当Worker接收到启动Executor消息,执行代码如下:
case LaunchExecutor(masterUrl, appId, execId, appDesc, cores_, memory_) =>
if (masterUrl != activeMasterUrl) {
logWarning("Invalid Master (" + masterUrl + ") attempted to launch executor.")
} else {
try {
logInfo("Asked to launch executor %s/%d for %s".format(appId, execId, appDesc.name))
// 创建 Executor 执行目录
// Create the executor's working directory
val executorDir = new File(workDir, appId + "/" + execId)
if (!executorDir.mkdirs()) {
throw new IOException("Failed to create directory " + executorDir)
}
// Create local dirs for the executor. These are passed to the executor via the
// SPARK_EXECUTOR_DIRS environment variable, and deleted by the Worker when the
// application finishes.(通过SPARK_EXECUTOR_DIRS 环境变量,在worker中创建Executor执行目录,当程序执行完毕后由worker进行删除)
val appLocalDirs = appDirectories.getOrElse(appId, {
val localRootDirs = Utils.getOrCreateLocalRootDirs(conf)

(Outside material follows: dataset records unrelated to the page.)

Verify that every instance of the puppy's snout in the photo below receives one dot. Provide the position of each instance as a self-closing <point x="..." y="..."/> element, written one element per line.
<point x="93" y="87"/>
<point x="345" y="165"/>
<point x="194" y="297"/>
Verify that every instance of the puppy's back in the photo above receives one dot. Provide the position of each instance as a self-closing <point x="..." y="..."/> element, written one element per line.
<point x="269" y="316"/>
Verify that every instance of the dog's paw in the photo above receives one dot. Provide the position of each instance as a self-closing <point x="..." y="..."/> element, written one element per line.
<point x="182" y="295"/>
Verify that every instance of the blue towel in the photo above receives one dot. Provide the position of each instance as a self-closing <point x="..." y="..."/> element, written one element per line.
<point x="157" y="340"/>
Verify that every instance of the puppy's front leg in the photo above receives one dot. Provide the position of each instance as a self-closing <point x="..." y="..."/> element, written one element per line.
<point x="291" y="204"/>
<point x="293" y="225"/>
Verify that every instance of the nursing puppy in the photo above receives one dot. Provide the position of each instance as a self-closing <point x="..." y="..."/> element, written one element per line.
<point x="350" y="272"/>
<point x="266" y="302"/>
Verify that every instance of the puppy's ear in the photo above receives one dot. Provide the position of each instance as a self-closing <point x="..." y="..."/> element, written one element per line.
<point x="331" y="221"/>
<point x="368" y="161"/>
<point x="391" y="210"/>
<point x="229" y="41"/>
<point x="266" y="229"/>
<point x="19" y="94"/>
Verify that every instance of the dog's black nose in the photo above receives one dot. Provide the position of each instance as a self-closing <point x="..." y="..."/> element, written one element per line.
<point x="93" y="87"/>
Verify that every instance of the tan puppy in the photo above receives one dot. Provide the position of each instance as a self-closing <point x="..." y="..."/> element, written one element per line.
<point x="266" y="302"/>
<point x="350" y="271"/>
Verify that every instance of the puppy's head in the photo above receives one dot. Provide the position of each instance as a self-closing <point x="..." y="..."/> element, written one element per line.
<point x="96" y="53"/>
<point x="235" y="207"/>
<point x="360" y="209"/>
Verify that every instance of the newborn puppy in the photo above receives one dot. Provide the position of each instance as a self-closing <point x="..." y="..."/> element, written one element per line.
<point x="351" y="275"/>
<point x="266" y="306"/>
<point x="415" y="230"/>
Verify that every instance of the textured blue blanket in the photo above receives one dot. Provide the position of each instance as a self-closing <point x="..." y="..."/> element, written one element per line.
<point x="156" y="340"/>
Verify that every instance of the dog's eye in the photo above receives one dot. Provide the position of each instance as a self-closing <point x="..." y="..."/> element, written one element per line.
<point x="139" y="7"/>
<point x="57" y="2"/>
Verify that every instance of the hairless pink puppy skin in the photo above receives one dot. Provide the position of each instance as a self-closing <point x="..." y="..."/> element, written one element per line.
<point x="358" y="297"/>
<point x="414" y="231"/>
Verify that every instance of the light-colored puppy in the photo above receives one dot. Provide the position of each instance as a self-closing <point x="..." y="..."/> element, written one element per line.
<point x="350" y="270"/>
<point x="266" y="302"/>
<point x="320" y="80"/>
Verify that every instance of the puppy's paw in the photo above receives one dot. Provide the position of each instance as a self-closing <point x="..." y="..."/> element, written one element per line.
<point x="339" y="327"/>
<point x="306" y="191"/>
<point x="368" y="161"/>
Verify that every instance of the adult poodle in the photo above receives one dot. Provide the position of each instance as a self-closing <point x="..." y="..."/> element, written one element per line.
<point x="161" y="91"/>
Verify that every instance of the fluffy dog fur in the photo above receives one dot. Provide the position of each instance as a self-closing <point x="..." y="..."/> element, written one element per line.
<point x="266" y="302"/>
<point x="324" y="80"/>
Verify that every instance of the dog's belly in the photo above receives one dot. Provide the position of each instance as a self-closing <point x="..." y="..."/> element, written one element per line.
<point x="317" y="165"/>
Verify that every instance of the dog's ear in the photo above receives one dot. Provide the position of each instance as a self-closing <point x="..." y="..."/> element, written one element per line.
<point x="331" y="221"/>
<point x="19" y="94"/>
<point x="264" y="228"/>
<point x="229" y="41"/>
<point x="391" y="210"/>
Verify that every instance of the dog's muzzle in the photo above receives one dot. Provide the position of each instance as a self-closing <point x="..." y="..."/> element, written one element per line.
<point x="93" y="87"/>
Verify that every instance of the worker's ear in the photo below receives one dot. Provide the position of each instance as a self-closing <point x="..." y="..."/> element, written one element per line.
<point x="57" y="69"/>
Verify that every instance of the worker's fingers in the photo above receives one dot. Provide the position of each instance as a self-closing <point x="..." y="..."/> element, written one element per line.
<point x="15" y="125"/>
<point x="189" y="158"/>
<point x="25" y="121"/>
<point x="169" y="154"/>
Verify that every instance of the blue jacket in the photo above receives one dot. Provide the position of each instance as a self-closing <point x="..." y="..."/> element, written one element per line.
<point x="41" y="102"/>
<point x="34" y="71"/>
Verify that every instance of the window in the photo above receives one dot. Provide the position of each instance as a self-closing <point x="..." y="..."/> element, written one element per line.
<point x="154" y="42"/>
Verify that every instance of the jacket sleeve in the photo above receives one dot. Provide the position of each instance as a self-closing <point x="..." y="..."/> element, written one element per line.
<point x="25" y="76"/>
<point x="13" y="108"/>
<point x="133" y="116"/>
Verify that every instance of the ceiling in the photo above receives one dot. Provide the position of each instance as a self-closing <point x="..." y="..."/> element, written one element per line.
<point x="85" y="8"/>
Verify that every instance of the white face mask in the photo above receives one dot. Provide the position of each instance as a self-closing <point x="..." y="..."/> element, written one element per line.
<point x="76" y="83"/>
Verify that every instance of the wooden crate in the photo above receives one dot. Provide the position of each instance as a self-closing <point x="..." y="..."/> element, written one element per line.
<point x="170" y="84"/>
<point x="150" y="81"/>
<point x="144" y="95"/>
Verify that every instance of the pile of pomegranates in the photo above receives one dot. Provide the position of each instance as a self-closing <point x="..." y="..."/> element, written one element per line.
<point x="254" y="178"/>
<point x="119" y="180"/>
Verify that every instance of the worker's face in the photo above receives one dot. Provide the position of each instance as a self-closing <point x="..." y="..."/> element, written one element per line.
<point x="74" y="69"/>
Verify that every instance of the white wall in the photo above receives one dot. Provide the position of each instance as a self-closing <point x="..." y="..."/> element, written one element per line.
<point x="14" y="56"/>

val dirs = localRootDirs.flatMap { dir =>
try {
//创建执行目录
val appDir = Utils.createDirectory(dir, namePrefix = "executor")
//授权
Utils.chmod700(appDir)
Some(appDir.getAbsolutePath())
} catch {
case e: IOException =>
logWarning(s"${e.getMessage}. Ignoring this directory.")
None
}
}.toSeq
if (dirs.isEmpty) {
throw new IOException("No subfolder can be created in " +
s"${localRootDirs.mkString(",")}.")
}
dirs
})
appDirectories(appId) = appLocalDirs
//在ExecutorRunner中创建CoarseGrainedExecutorBackend对象,创建的是使用应用信息中的//command,而command是在SparkDeploySchedulerBackbend的start方法中构建
val manager = new ExecutorRunner(
appId,
execId,
appDesc.copy(command = Worker.maybeUpdateSSLSettings(appDesc.command, conf)),
cores_,
memory_,
self,
workerId,
host,
webUi.boundPort,
publicAddress,
sparkHome,
executorDir,
workerUri,
conf,
appLocalDirs, ExecutorState.RUNNING)
executors(appId + "/" + execId) = manager
manager.start()
coresUsed += cores_
memoryUsed += memory_
//向master发送消息,表示Executoor状态已经更改为ExecutorState.RUNNING
sendToMaster(ExecutorStateChanged(appId, execId, manager.state, None, None))
} catch {
case e: Exception =>
logError(s"Failed to launch executor $appId/$execId for ${appDesc.name}.", e)
if (executors.contains(appId + "/" + execId)) {
executors(appId + "/" + execId).kill()
executors -= appId + "/" + execId
}
sendToMaster(ExecutorStateChanged(appId, execId, ExecutorState.FAILED,
Some(e.toString), None))
}
}
在ExecutorRunner创建中调用了fetchAndRunExecutor方法进行实现,在该方法中command内容在SparkDeploySchedulerBackend中定义,指定构造Executor运行容器CoarseGrainedExecutorBackend,其创建过程如下所示:ExecutorRunner.fetchAndRunExecutor()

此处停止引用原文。